A technician installs solar panels on the roof of a Tucson Electric Power customer.

Mamta Popat / Arizona Daily Star 2016

The Arizona Corporation Commission will consider new rules on the value and cost of customer-owned solar systems starting Monday, in a process expected to have significant impact on the adoption of rooftop solar across Arizona.

The issue

Utilities including Tucson Electric Power Co. want to reduce the “net-metering” rate, at which they reimburse customers with rooftop solar for their excess power generation, contending that solar customers aren’t paying their fair share of fixed grid costs.

Solar companies and advocacy groups counter that solar is worth far more than the utilities say in terms of reduced costs and pollution, and that any cuts to net-metering rates would devastate the industry.

What’s happening

The Corporation Commission is expected to issue a decision directing how rooftop solar will be valued for purposes of setting net-metering credit rates, including proposals to base new rates on studies of costs avoided by rooftop solar, or the price of power from large, utility-scale solar farms.

Ultimately, the commission’s solar valuation ruling will be used in pending rate cases filed by TEP, Arizona Public Service Co. and other utilities.
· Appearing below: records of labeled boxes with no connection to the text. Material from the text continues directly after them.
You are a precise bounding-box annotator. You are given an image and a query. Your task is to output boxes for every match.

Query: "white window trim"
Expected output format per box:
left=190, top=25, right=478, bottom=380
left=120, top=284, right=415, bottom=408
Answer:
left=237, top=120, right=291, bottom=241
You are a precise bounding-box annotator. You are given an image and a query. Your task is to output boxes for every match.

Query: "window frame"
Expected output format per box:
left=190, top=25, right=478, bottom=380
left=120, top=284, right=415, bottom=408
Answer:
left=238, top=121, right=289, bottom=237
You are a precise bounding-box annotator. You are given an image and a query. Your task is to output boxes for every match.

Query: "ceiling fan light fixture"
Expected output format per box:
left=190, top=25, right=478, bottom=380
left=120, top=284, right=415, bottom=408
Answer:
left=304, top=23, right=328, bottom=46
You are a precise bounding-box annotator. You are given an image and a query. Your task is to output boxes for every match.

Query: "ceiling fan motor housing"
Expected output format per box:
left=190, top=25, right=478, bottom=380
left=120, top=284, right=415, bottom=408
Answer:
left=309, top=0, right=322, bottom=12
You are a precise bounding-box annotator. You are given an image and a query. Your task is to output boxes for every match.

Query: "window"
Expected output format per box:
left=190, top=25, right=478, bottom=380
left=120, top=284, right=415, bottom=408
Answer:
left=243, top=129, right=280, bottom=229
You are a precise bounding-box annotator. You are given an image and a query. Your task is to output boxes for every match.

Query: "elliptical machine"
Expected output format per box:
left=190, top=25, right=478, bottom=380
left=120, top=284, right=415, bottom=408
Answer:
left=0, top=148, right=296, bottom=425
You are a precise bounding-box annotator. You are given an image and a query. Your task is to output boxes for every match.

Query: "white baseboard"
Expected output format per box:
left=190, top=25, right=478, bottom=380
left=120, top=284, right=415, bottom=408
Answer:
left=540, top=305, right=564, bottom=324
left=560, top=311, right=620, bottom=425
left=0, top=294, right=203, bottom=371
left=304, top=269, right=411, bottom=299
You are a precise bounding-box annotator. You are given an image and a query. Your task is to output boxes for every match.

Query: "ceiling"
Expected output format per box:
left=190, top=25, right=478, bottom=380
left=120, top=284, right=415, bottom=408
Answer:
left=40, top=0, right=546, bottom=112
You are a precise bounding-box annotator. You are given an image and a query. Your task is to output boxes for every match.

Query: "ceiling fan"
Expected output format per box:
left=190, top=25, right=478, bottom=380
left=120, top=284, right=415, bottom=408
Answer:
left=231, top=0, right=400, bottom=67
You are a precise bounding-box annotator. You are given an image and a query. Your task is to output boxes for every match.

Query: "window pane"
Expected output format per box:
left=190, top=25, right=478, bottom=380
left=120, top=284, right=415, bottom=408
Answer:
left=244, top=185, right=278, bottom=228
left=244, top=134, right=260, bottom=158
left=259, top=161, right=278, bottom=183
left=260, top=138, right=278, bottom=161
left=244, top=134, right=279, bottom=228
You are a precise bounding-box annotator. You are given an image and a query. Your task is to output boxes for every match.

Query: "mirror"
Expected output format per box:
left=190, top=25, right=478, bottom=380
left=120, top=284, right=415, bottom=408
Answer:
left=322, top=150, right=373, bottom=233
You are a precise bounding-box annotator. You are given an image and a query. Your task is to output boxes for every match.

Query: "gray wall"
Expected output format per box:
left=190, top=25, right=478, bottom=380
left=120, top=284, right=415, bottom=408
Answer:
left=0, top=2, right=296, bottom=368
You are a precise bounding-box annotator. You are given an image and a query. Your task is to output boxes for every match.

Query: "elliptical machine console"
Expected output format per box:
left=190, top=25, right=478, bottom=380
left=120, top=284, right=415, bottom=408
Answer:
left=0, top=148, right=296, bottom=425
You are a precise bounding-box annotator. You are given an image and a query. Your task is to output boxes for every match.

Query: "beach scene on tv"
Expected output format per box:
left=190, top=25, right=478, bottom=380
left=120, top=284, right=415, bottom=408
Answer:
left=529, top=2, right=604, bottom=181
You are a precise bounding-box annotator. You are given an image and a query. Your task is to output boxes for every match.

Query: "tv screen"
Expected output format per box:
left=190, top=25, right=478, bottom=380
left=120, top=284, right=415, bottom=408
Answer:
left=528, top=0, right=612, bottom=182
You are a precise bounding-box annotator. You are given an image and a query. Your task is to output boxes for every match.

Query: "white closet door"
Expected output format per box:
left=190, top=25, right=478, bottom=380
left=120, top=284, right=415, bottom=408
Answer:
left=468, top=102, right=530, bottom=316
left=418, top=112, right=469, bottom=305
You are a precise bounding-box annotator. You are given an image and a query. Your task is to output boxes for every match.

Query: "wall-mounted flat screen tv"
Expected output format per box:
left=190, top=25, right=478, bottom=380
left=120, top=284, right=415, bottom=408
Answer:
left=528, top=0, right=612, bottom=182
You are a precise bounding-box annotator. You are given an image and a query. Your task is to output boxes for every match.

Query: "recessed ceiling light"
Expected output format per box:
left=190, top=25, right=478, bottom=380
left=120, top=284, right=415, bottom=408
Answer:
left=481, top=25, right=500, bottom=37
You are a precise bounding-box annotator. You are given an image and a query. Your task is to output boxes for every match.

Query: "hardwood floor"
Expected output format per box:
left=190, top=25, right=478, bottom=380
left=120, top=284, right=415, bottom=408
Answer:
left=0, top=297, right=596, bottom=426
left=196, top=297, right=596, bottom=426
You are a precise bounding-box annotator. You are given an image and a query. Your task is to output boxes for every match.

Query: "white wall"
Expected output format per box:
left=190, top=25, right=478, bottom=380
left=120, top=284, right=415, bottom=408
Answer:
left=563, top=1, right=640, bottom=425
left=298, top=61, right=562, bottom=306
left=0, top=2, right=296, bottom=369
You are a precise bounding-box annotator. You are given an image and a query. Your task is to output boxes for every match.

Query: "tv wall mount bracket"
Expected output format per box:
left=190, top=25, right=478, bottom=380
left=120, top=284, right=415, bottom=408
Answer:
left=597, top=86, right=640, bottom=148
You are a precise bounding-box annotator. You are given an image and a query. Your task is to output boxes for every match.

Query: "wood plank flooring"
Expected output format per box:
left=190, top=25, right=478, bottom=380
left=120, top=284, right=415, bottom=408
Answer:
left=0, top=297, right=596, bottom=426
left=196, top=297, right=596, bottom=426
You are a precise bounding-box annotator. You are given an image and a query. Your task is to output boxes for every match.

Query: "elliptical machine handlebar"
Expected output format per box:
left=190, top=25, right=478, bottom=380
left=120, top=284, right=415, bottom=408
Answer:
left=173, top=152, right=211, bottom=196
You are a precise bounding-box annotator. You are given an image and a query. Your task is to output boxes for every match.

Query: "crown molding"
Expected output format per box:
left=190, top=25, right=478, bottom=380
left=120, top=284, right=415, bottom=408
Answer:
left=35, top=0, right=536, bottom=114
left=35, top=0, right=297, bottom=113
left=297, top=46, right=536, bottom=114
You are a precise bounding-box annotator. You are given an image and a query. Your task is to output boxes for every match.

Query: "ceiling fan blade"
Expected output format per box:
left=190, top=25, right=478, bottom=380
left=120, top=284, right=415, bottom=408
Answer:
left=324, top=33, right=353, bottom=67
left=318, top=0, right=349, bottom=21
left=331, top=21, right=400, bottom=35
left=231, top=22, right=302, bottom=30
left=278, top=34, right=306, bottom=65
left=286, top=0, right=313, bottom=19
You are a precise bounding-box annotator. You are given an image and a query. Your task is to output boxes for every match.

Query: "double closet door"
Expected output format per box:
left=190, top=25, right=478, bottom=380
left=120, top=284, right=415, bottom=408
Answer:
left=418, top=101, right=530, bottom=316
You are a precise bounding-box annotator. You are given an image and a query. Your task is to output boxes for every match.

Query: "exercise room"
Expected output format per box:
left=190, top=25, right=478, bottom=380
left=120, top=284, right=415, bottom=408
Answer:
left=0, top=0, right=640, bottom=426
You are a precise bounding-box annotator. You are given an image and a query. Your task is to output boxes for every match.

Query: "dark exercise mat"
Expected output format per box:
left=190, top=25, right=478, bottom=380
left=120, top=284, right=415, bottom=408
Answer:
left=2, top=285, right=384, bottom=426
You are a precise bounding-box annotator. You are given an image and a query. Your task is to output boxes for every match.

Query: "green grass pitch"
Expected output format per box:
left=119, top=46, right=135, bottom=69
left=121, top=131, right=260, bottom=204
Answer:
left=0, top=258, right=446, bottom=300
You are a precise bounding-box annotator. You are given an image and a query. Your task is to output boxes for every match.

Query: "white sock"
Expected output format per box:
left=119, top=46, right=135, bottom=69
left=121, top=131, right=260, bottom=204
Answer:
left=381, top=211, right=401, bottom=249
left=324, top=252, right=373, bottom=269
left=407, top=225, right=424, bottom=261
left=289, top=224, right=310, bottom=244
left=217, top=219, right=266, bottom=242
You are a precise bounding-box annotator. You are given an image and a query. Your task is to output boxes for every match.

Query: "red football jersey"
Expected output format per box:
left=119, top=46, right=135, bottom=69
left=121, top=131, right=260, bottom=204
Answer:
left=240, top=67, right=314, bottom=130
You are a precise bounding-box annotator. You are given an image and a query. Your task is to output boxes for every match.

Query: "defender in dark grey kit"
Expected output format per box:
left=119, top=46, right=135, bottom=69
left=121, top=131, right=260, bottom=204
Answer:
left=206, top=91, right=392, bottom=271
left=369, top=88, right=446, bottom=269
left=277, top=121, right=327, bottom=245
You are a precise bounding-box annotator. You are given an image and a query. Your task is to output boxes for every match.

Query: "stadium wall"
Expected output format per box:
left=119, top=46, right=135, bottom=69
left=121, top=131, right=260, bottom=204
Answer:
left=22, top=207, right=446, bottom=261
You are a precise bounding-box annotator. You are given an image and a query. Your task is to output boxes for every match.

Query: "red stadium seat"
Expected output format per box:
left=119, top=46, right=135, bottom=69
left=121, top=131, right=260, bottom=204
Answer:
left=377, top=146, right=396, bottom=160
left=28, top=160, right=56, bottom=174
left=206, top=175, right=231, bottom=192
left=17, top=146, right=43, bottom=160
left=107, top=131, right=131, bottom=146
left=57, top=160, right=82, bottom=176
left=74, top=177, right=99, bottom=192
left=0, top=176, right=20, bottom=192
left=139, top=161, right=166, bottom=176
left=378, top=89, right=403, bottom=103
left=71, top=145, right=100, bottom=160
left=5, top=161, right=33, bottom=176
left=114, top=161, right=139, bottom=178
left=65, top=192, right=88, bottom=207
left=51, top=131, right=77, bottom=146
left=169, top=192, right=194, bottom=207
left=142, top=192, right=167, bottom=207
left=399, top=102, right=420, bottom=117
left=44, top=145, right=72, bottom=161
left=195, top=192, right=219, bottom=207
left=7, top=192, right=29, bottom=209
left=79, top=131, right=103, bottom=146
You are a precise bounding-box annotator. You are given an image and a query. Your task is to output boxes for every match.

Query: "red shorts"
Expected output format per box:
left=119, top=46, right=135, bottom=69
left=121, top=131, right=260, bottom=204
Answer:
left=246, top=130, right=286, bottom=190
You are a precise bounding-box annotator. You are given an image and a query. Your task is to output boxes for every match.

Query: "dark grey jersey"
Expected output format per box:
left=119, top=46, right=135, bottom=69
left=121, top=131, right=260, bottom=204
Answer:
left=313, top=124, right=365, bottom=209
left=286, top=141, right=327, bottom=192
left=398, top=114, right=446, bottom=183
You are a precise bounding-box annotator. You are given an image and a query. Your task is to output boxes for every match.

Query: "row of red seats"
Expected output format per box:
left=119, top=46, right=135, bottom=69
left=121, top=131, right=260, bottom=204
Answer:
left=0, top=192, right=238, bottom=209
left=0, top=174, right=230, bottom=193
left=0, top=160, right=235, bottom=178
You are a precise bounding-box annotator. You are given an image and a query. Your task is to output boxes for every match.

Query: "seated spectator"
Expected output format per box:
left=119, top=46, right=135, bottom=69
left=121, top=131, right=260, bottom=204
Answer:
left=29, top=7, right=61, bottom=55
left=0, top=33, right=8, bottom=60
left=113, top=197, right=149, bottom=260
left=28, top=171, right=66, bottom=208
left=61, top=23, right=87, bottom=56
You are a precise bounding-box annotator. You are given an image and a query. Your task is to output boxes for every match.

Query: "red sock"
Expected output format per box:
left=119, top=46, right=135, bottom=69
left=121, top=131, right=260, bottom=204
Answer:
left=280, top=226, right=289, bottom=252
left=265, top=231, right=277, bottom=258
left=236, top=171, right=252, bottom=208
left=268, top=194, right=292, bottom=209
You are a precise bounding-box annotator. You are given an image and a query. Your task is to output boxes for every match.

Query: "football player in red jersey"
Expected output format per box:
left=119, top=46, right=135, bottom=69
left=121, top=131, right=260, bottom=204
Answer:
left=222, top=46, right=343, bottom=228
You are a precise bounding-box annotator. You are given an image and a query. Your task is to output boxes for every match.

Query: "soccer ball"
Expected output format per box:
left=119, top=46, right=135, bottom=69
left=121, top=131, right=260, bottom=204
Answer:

The new rules are not expected to affect customers with existing rooftop solar systems.

Interest high

A coalition of 37 Arizona community, environmental, and public health groups recently sent a letter urging regulators to consider the long-term value of solar, and several Tucson groups are planning to send a busload of supporters to Monday’s commission meeting.

Hundreds of consumers already have filed comments in the solar case, which was started in January 2014 and was the subject of weeks of hearings last summer.